Témoignage d’André GERIN : “La Communauté Urbaine n’a aucune légitimité républicaine”

André GERIN : Maire de Vénissieux depuis 1985 ; Conseiller communautaire de 1985 à 2007 ; Vice-président de la Communauté urbaine de 2001 à 2006 (en charge de la sécurité et de la tranquillité publique)



Témoignage de Bruno POLGA : “La Communauté Urbaine n’oublie aucune commune”

Bruno POLGA : 1er adjoint au Maire de Saint-Priest de 1977 à 1983, Maire de Saint-Priest de 1983 à 2003, Conseiller communautaire de 1983 à 2008, Vice-président de la Communauté Urbaine de 1995 à 2008 (en charge successivement de l’eau et de l’assainissement, de l’habitat, de la propreté)


Témoignage de Pierre-Yves TESSE : “Les fonctions dévolues à la Communauté Urbaine font consensus”

Pierre-Yves TESSE : Chargé d’études à l’Organisations d’Etudes d’Aménagement de l’Aire Métropolitaine lyonnaise (OREAM) de 1966 à 1973 ; Chargé de mission à l’Agence de Développement Economique de la Région lyonnaise (ADERLY) de 1973 à 1990 ; Directeur de l’Animation Economique et de l’Aménagement à la Chambre de Commerce et d’Industrie de Lyon (CCI) de 1990 à 2006



Témoignage de Franck SCHERRER : “Une légitimité incontestable vis-à-vis des élus mais plus incertaine pour ce qui concerne les habitants “

Franck SCHERRER : directeur de l’Institut d’Urbanisme de Lyon, auteur d’une thèse sur le rôle de l’assainissement dans la construction politique de l’agglomération lyonnaise



Un commentaire pour “La légitimité de la Communauté Urbaine est aujourd’hui largement reconnue”
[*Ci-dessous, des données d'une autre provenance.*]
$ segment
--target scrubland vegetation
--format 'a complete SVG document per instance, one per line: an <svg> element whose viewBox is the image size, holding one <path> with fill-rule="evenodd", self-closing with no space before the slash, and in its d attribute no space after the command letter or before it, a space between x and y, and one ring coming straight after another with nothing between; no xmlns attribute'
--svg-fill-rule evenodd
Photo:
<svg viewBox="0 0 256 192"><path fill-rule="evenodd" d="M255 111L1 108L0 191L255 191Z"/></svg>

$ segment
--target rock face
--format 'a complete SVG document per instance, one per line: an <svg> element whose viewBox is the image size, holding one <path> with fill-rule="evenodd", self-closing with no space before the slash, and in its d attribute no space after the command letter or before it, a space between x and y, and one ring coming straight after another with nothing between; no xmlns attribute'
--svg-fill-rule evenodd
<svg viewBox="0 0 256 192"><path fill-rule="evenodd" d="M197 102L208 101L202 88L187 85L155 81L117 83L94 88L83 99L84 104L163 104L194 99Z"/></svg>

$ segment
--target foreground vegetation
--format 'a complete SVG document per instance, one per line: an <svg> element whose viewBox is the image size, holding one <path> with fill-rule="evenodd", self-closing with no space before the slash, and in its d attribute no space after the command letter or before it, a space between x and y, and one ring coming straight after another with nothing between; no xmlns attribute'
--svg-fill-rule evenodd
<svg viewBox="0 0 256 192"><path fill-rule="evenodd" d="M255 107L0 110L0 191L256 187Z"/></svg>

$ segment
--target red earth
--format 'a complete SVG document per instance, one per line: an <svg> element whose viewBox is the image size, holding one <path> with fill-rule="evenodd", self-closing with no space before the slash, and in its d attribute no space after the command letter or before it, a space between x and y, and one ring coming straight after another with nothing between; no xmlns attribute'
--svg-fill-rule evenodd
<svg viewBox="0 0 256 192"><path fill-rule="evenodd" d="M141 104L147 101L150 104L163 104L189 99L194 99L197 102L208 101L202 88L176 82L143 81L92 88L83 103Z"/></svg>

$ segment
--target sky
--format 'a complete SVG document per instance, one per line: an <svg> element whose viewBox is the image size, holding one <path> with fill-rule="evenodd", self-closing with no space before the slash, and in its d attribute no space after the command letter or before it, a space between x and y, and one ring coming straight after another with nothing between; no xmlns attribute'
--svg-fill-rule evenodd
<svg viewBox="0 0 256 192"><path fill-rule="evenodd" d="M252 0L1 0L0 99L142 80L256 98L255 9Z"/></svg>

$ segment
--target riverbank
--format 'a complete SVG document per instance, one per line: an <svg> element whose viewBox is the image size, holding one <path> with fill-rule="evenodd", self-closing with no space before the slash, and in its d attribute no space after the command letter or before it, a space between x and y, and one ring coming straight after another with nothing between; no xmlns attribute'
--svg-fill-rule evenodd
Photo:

  1. Serge-S. DERDERIAN | Vendredi 30 janvier 2009 à 1:16

    La légitimité de la Communauté Urbaine est aujourd’hui plus largement reconnue qu’au moment de sa création car les utilisateurs ont appris, ensemble, à l’utiliser. “C’est en forgeant qu’on devient forgeron”.
    Toutefois, cette évolution est à analyser sur au moins trois plans:
    1°)les élus ont appris à utiliser certains outils techniques que leurs savoirs partagés a potentialisé. Parallèlement à cela, des enjeux politiques au sein de la communauté leur ont parfois permis ou aider à exercer leur pouvoir en usant de nouveaux réseaux. Aujourd’hui, il est impensable que la position de chacun d’entre-eux, équilibrée avec ce nouveau réseau, puisse être remise en question puisque la position de chacun tient compte de cet échiquier.
    2°) pour ce qui concerne ceux que Franck SCHERRER dénomme “les citoyens actifs”: ils disposent, avec la communauté urbaine, de moyens techniques sans commune mesure avec ceux précédemment en place; d’une organisation méthodique permettant une rationalisation structurante des objectifs à court, moyen et long terme. Ainsi, la légitimité reste bien apparente, souffrant toutefois parfois de cette impression de “routine bureaucratique”.
    3°) il n’en est pas de même pour le citoyen “de base” qui ne comprend pas forcément le rôle de cet outil, apparemment très éloigné de ses préoccupations immédiates, parfois même apparemment très éloigné géographiquement de son lieu d’habitation. A ce titre, l’intervention d’André GERIN est assez explicite quant au fait que la Communauté Urbaine puisse souffrir, auprès du citoyen de base, d’être élue au second degré. Un défaut de communication et de pédagogie est certainement la cause de ce manque de reconnaissance de légitimité relatif auprès des habitants.